Como é que o presidente do órgão que tem a missão de, na atenção à realidade e ao projeto, propor ao Conselho e ao Parlamento as principais medidas a tomar na direção estratégica da UE e, por outro lado, a de fiscalizar a aplicação das diretivas, pode dar-se ao desplante de enveredar por enunciados que revelam não acreditar nos cidadãos (e quiçá no projeto europeu) e fazer afirmações que implicam juízos de valor sobre os demais líderes, alimentam desconfianças ou indispõem as pessoas atingidas. Por exemplo, que moral, que autoridade tem o inocente iluminado para dizer que “os europeus não amam a Europa”, que “Tsipras é um homem que perdeu as suas referências” e que “o Estado grego não existe”?
Perante atoardas como as referidas, que sinceridade e honestidade intelectual se podem ter divisado na sua anterior confissão de que a UE terá ferido a dignidade de alguns países, apontando para os países sujeitos a programas de ajustamento financeiro? Ou como pode merecer crédito sustentável, da parte dos cidadãos e dos Estados, o seu plano de gestão da coisa pública europeia? Assim, paira sobre as nossas cabeças a dúvida se este luxemburguês terá um perfil melhor que o seu predecessor imediato, o Dr Durão Barroso.  
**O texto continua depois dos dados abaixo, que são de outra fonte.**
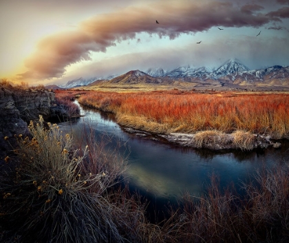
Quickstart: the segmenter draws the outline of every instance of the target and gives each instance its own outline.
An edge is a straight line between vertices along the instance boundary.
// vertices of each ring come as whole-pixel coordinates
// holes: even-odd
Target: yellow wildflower
[[[63,149],[63,154],[68,154],[68,150],[67,150],[67,149]]]

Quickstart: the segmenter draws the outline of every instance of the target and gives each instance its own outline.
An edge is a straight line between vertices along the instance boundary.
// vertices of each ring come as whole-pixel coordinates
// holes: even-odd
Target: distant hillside
[[[129,71],[108,81],[109,83],[160,83],[162,79],[154,78],[140,70]]]
[[[45,85],[45,88],[47,89],[62,89],[61,87],[56,85]]]
[[[215,70],[189,65],[178,67],[171,71],[164,70],[162,67],[153,67],[147,70],[147,72],[132,70],[118,76],[114,75],[107,78],[76,78],[68,81],[65,85],[61,85],[61,87],[70,88],[83,85],[91,87],[109,83],[173,85],[177,83],[175,82],[194,83],[199,87],[230,85],[236,87],[289,87],[289,66],[275,65],[251,70],[239,60],[231,59]]]

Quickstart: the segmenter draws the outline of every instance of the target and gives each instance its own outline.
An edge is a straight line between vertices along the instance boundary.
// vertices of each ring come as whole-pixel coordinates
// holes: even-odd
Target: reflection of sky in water
[[[124,132],[121,127],[105,114],[81,109],[84,115],[74,124],[62,125],[62,129],[73,131],[74,137],[83,136],[84,127],[89,126],[96,137],[101,134],[114,136],[116,140],[127,142],[120,154],[127,154],[129,147],[127,174],[131,187],[146,191],[156,197],[180,197],[188,191],[198,196],[209,182],[208,176],[215,173],[220,177],[220,188],[232,182],[235,187],[249,179],[249,175],[262,166],[271,167],[286,154],[286,148],[257,151],[214,152],[180,148],[171,144]],[[64,127],[63,127],[64,126]],[[287,147],[288,147],[287,145]]]

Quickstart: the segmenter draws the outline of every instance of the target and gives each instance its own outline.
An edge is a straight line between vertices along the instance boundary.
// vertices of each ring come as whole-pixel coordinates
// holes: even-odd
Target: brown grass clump
[[[170,232],[175,242],[286,242],[289,240],[289,168],[257,172],[257,184],[244,184],[245,196],[221,193],[212,176],[208,193],[183,198],[172,209]]]
[[[115,113],[123,125],[155,132],[243,130],[275,138],[289,136],[288,94],[90,92],[79,102]]]
[[[219,131],[204,131],[195,134],[195,142],[197,148],[204,147],[205,144],[223,143],[225,134]]]
[[[160,231],[144,226],[145,204],[127,189],[116,190],[125,160],[101,144],[76,149],[69,134],[48,126],[44,129],[41,117],[29,126],[32,138],[18,136],[16,171],[11,180],[0,178],[0,239],[142,242],[153,237],[149,229]]]
[[[232,134],[233,143],[242,150],[251,150],[254,148],[256,136],[249,131],[236,131]]]

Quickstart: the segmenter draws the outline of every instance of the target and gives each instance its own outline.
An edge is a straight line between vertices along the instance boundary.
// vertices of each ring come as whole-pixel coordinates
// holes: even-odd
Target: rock
[[[273,144],[273,148],[278,149],[280,147],[281,147],[281,143],[280,142],[275,142]]]
[[[23,90],[0,84],[0,161],[16,145],[14,135],[29,135],[28,123],[47,118],[54,103],[54,94],[45,90]],[[9,138],[9,143],[4,137]]]

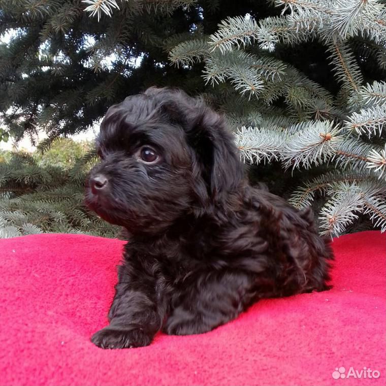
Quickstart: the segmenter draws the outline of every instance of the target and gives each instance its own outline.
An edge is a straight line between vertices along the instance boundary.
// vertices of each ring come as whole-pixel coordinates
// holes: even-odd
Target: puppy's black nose
[[[90,178],[91,190],[94,194],[98,194],[107,186],[107,178],[103,174],[97,174]]]

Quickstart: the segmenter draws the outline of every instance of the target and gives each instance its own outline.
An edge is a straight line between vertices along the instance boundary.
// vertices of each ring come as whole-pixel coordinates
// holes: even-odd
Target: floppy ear
[[[212,201],[222,201],[230,192],[240,189],[244,168],[223,117],[206,107],[199,114],[200,119],[193,131],[201,138],[201,143],[196,144],[195,150],[206,170],[203,177]]]
[[[238,149],[225,119],[201,99],[181,91],[169,93],[164,111],[171,121],[182,127],[193,149],[194,185],[201,204],[205,208],[224,202],[230,193],[240,189],[244,175]]]

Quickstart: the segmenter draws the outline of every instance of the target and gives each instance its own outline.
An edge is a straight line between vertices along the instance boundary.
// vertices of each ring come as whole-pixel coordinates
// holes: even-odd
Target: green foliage
[[[93,148],[92,142],[75,142],[70,138],[59,138],[44,153],[36,152],[34,157],[39,166],[52,166],[68,170],[74,167],[78,158]]]
[[[341,234],[366,215],[385,231],[386,82],[372,80],[374,73],[366,66],[371,52],[384,79],[386,6],[376,0],[274,3],[282,6],[281,16],[260,21],[250,15],[228,17],[207,38],[207,46],[199,36],[180,43],[171,49],[170,60],[177,66],[202,62],[207,82],[229,82],[248,97],[235,104],[238,113],[224,109],[244,162],[279,160],[285,169],[320,174],[304,181],[304,172],[303,186],[290,201],[315,208],[324,201],[319,214],[323,234]],[[328,53],[325,60],[340,87],[335,95],[281,53],[284,46],[316,41]],[[212,100],[221,105],[215,88],[212,93]],[[229,92],[227,107],[234,95]],[[270,121],[263,118],[267,105],[281,109],[273,120],[271,112]]]
[[[89,147],[67,139],[44,155],[6,154],[0,163],[0,238],[47,232],[117,236],[119,228],[84,206],[89,165],[85,170],[82,157]]]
Depois, assumindo uma postura não condicente com o lugar de topo que ocupa em Bruxelas, o Presidente da Comissão, que acabou por desempenhar um papel secundário nas negociações, tendo o protagonismo ficado por conta de Donald Tusk, o presidente do Conselho Europeu, quis reivindicar agora mais protagonismo e falou sobre o tema com o diário Le Soir, na sua primeira entrevista após o acordo para o terceiro resgate da Grécia.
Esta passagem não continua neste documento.